If this is a business application, then the level of security of the entire site is relevant, not just passwords. Likewise, it depends on who your target users are - highly technical / not so technical, etc.
All this context greatly defines what you should be communicating, and what level of assurance is required.
For example, for non-technical consumers, it is sufficient to have some generic, simple comments, such as:
This site is built using state-of-the-art security techniques. Your password is always encrypted, and we will never ever send your pictures to the NSA.
(And, as others have said, you are better off not even having passwords at all, use some standard like OpenId or OAuth.)
For highly technical businesses, you would want to have a full page of technical and procedural details, such as:
We have implemented a full SDL (secure development lifecycle) throughout our development and deployment process.
Our security architecture is ... This gives the benefits of...
We ensure secure coding such as ... by... We perform these and those tests.
Our cryptography includes these algorithms... and ...
We are compliant with whichever industry regulation you need, and certified for...
Our security is verified by this independent 3rd party consultant.
For more details, and to review our policies or to arrange an independent audit, please discuss with the marketing department.
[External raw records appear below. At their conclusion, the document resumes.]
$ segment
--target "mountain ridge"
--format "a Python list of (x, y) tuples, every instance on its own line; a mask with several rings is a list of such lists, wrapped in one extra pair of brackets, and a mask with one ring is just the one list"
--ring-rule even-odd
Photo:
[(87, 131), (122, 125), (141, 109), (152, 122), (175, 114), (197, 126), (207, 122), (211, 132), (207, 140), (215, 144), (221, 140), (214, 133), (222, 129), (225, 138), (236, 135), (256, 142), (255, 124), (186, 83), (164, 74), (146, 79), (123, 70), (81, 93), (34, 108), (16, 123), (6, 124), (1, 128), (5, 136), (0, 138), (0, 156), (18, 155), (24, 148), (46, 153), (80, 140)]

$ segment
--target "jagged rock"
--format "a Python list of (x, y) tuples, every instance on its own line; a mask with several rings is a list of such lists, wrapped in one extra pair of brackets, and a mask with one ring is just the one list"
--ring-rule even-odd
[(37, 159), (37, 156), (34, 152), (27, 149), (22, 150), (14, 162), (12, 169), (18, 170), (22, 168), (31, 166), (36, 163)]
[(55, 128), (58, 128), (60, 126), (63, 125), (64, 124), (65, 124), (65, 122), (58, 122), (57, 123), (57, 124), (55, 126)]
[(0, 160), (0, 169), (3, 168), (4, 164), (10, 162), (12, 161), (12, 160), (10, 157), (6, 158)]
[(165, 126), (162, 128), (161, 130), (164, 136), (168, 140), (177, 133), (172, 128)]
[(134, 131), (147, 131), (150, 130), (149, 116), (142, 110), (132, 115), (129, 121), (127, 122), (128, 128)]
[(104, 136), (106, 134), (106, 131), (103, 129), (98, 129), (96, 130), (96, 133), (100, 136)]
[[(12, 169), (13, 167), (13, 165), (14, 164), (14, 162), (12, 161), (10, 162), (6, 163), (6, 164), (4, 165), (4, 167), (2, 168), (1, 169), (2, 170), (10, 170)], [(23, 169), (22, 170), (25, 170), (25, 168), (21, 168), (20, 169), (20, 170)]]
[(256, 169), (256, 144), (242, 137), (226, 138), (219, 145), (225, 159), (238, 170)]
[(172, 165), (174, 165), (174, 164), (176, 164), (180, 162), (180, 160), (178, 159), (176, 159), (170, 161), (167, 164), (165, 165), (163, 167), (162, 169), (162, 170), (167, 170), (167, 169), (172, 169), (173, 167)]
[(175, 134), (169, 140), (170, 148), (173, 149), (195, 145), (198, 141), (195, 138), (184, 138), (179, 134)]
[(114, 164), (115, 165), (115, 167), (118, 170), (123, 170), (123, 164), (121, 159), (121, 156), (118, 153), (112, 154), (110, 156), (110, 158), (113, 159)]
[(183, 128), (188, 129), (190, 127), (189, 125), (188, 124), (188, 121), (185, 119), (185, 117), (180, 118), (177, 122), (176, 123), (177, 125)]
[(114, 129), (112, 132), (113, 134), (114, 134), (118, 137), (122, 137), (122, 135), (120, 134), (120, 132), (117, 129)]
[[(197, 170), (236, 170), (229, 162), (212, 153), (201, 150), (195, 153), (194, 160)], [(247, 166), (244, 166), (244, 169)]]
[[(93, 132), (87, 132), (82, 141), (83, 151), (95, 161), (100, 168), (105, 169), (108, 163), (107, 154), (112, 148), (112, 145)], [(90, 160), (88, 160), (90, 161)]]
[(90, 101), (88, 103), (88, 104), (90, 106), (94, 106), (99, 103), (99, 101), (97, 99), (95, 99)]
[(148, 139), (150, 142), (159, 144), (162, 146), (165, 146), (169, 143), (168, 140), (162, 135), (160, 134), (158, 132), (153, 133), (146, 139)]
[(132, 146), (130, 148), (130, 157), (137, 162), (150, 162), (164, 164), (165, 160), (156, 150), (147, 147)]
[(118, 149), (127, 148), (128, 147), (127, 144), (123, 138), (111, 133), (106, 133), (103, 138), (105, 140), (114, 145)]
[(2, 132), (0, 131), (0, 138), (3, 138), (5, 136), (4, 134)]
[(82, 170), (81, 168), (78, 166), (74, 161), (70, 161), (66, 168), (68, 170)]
Of course, you don't want to be giving away too much detailed information, it should be more about the process than the passwords themselves... And of course it should go without saying that the reality should actually comply with whatever you write there, whichever context you are dealing with.
As one of the answers alluded to, most users don't care, wouldn't understand whatever you tell them, and would still sign up anyway, even if you say that you DO send user data to the NSA.
This is not for them.
They would be just as happy not having any passwords, just let me pick my username from the list and log me in automatically.
Obviously this is for the small percentage that care - you should be enabling the smart users to do what's right, to give them the information they need, and grant them the education they might ask for.
If you don't, when that goes wrong, the other 98% will suddenly wake up and get angry.